From d97db60c4f81d255da31d14e7811f19d3505ff6b Mon Sep 17 00:00:00 2001
From: tb <>
Date: Fri, 15 Dec 2023 13:45:05 +0000
Subject: Disallow ciphers with EVP_CIPH_FLAG_CUSTOM_CIPHER in CMAC

These are usually AEAD ciphers, for which CMAC makes little sense (if you
need a MAC and all you have is an AEAD, you don't need CMAC, you can just
use a zero length cipher text). Also, since the CMAC implementation only
allows 64 and 128 bit block sizes, the AEADs would error out later anyway.

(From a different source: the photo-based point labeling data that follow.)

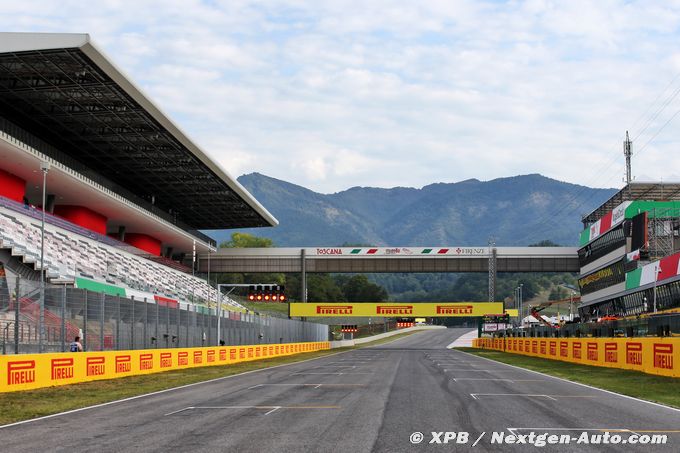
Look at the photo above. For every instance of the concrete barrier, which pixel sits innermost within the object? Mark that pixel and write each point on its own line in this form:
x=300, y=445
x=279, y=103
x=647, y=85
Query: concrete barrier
x=652, y=355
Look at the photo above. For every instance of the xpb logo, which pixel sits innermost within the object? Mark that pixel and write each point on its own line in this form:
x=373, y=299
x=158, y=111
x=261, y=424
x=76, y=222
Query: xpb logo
x=62, y=369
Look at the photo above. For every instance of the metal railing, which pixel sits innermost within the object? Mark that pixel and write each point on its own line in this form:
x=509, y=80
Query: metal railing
x=663, y=325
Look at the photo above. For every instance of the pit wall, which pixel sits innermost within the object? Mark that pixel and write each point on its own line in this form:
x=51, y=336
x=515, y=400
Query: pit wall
x=649, y=355
x=32, y=371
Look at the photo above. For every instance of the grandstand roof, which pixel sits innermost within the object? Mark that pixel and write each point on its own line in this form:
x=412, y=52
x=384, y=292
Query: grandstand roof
x=64, y=90
x=657, y=191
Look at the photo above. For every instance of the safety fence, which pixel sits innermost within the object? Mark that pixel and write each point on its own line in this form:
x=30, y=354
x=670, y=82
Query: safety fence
x=108, y=322
x=648, y=355
x=660, y=325
x=34, y=371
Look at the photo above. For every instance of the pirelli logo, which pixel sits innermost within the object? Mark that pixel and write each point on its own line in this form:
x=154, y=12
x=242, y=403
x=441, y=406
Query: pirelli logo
x=166, y=359
x=611, y=352
x=394, y=309
x=634, y=353
x=334, y=309
x=95, y=366
x=123, y=363
x=62, y=368
x=663, y=356
x=20, y=372
x=564, y=349
x=454, y=309
x=145, y=362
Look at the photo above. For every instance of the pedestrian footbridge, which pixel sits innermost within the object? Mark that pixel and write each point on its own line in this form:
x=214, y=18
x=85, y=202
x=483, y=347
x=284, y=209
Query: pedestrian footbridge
x=390, y=259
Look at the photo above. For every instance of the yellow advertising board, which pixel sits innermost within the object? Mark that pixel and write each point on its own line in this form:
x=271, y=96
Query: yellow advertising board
x=31, y=371
x=392, y=310
x=649, y=355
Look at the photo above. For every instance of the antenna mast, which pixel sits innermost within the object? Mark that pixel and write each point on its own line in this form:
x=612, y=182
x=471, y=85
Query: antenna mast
x=628, y=153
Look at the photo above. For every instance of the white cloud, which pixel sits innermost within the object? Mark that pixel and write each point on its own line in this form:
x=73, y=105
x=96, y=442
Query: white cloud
x=384, y=93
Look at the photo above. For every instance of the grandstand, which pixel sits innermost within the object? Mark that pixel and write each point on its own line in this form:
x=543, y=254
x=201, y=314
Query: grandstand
x=127, y=191
x=629, y=253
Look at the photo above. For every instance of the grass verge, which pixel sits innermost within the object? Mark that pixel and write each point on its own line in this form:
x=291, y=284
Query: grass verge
x=660, y=389
x=17, y=406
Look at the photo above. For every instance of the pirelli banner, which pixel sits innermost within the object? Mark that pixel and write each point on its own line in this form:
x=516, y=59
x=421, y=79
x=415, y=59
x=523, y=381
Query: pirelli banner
x=391, y=310
x=649, y=355
x=31, y=371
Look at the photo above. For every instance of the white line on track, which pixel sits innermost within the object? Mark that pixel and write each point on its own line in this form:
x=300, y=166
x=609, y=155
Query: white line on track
x=497, y=379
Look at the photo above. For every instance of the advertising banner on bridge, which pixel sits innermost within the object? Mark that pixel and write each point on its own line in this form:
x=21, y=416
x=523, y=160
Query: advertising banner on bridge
x=393, y=310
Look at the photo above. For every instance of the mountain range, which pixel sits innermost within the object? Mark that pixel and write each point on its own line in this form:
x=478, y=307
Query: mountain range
x=517, y=210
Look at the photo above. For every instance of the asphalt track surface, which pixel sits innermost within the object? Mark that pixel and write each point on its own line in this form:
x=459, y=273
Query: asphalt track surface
x=369, y=399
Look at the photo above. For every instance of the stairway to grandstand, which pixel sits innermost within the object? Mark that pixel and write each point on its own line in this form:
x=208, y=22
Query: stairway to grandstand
x=72, y=254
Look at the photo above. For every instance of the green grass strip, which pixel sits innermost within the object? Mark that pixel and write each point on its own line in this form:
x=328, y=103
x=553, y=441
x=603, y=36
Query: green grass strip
x=659, y=389
x=17, y=406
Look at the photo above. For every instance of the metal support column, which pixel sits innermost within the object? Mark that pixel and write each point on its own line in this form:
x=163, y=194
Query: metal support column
x=63, y=318
x=102, y=300
x=16, y=315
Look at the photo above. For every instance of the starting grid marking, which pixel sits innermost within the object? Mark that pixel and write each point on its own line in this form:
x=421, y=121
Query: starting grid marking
x=531, y=395
x=334, y=373
x=270, y=409
x=316, y=386
x=497, y=379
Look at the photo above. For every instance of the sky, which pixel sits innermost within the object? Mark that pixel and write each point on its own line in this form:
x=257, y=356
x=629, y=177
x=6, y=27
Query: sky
x=335, y=94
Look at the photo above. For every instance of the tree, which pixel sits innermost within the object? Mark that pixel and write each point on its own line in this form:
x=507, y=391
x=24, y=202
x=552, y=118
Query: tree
x=245, y=240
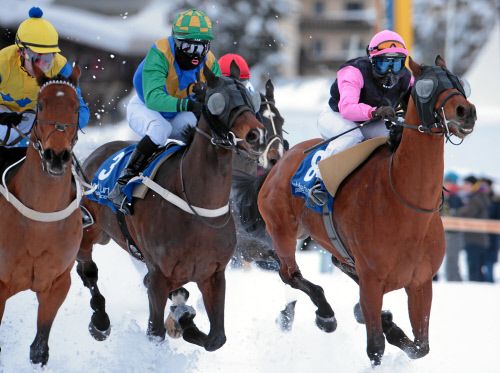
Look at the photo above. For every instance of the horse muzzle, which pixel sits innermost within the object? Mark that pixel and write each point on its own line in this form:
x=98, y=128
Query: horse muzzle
x=55, y=162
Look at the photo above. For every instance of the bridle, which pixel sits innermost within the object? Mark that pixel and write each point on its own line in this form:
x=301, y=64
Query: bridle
x=35, y=139
x=437, y=126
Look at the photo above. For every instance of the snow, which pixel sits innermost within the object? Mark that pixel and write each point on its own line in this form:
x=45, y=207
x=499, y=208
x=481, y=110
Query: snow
x=463, y=330
x=130, y=35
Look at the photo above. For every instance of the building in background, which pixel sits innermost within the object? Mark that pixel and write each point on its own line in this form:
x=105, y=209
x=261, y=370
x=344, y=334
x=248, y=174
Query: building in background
x=330, y=32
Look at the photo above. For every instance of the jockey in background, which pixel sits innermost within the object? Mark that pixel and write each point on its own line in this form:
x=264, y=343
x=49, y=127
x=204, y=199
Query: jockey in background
x=245, y=75
x=36, y=44
x=368, y=87
x=165, y=104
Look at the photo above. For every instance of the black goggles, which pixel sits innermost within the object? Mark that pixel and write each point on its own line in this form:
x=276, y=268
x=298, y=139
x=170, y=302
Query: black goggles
x=193, y=48
x=383, y=64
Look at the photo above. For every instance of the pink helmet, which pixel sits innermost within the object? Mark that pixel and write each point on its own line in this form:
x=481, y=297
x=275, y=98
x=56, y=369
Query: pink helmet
x=386, y=42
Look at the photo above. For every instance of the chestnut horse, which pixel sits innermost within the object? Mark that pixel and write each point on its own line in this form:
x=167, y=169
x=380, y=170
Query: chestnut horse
x=179, y=247
x=41, y=224
x=386, y=214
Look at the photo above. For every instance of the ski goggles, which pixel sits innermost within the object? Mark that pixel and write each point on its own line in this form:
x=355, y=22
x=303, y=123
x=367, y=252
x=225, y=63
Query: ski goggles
x=42, y=59
x=383, y=64
x=386, y=45
x=193, y=48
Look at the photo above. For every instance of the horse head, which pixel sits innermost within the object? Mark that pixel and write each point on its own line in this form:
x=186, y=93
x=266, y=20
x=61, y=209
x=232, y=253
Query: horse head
x=55, y=131
x=439, y=98
x=273, y=123
x=230, y=112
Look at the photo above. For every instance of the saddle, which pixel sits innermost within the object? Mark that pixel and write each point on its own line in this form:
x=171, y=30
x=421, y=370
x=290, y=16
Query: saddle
x=336, y=168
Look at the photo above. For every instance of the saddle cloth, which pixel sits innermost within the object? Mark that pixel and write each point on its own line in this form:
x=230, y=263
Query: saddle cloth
x=333, y=169
x=108, y=173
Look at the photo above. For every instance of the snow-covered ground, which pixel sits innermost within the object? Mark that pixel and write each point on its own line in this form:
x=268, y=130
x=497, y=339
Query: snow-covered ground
x=463, y=330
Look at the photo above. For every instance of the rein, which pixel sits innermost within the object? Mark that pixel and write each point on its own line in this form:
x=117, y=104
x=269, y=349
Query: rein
x=44, y=217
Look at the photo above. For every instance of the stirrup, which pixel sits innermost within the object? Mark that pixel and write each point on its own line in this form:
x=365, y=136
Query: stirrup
x=87, y=218
x=317, y=195
x=125, y=207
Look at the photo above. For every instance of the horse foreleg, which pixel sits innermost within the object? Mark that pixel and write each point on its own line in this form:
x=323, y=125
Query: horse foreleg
x=419, y=306
x=99, y=326
x=158, y=290
x=371, y=295
x=48, y=304
x=290, y=274
x=3, y=300
x=213, y=290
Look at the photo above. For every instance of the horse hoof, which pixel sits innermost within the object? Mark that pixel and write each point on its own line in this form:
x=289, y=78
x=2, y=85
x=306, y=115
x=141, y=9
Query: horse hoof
x=327, y=324
x=358, y=314
x=99, y=327
x=174, y=330
x=215, y=343
x=39, y=357
x=286, y=317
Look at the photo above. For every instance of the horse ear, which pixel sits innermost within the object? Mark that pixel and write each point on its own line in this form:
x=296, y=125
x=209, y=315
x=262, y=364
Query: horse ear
x=440, y=61
x=40, y=76
x=75, y=75
x=210, y=77
x=269, y=90
x=415, y=68
x=234, y=70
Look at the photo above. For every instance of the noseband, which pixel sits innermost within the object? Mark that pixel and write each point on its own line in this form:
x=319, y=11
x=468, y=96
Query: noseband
x=58, y=126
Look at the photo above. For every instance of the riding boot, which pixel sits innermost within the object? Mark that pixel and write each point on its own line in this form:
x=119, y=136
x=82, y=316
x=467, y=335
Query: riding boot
x=136, y=163
x=318, y=195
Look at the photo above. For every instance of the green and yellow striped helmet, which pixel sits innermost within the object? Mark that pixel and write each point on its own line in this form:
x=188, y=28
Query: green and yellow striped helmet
x=192, y=24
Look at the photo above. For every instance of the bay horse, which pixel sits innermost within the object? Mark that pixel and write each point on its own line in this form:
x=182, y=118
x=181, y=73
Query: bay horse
x=386, y=214
x=179, y=247
x=41, y=225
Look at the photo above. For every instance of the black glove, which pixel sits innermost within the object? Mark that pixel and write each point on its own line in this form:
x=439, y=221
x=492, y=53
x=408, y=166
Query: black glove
x=384, y=112
x=10, y=118
x=195, y=107
x=200, y=91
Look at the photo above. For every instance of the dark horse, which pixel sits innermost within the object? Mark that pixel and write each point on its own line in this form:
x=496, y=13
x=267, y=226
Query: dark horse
x=179, y=247
x=41, y=225
x=386, y=214
x=251, y=246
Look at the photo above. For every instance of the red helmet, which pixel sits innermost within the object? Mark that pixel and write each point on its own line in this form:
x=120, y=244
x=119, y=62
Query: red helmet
x=225, y=63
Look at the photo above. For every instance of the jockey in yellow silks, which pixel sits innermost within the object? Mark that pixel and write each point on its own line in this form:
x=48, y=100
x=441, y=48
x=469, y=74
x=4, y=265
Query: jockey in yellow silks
x=164, y=104
x=36, y=44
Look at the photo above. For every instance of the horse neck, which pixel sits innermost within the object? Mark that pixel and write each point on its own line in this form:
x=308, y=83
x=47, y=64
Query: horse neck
x=418, y=164
x=37, y=189
x=207, y=171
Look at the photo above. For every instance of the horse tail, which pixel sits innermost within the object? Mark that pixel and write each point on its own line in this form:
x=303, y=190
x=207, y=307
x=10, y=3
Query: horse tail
x=246, y=189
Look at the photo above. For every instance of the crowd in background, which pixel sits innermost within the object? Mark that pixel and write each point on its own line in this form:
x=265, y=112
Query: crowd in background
x=471, y=197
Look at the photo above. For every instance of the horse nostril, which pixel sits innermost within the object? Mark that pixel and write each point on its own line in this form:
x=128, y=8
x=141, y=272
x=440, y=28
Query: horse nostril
x=252, y=137
x=461, y=111
x=48, y=154
x=65, y=155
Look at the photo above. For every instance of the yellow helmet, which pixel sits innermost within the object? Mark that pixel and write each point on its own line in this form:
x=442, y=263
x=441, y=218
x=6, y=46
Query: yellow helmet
x=37, y=34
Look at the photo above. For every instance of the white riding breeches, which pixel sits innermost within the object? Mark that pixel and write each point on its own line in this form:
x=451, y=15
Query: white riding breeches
x=24, y=126
x=331, y=123
x=144, y=121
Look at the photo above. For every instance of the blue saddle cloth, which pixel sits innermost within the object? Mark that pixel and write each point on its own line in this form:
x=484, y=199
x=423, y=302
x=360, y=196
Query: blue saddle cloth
x=306, y=177
x=108, y=173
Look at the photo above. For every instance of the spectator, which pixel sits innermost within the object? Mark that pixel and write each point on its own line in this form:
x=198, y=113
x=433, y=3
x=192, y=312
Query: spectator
x=454, y=239
x=477, y=204
x=494, y=242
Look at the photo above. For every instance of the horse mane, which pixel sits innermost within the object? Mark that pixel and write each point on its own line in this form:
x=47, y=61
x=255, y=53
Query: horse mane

The only family of ciphers this effectively excludes is AES key wrap, for
which CMAC makes little sense.

One notable side effect of doing this is that the EVP_Cipher() return
value checks in the CMAC code magically become correct. EVP. What's not to
love about it.

ok jsing
---
 src/lib/libcrypto/cmac/cmac.c | 9 ++++++++-
 1 file changed, 8 insertions(+), 1 deletion(-)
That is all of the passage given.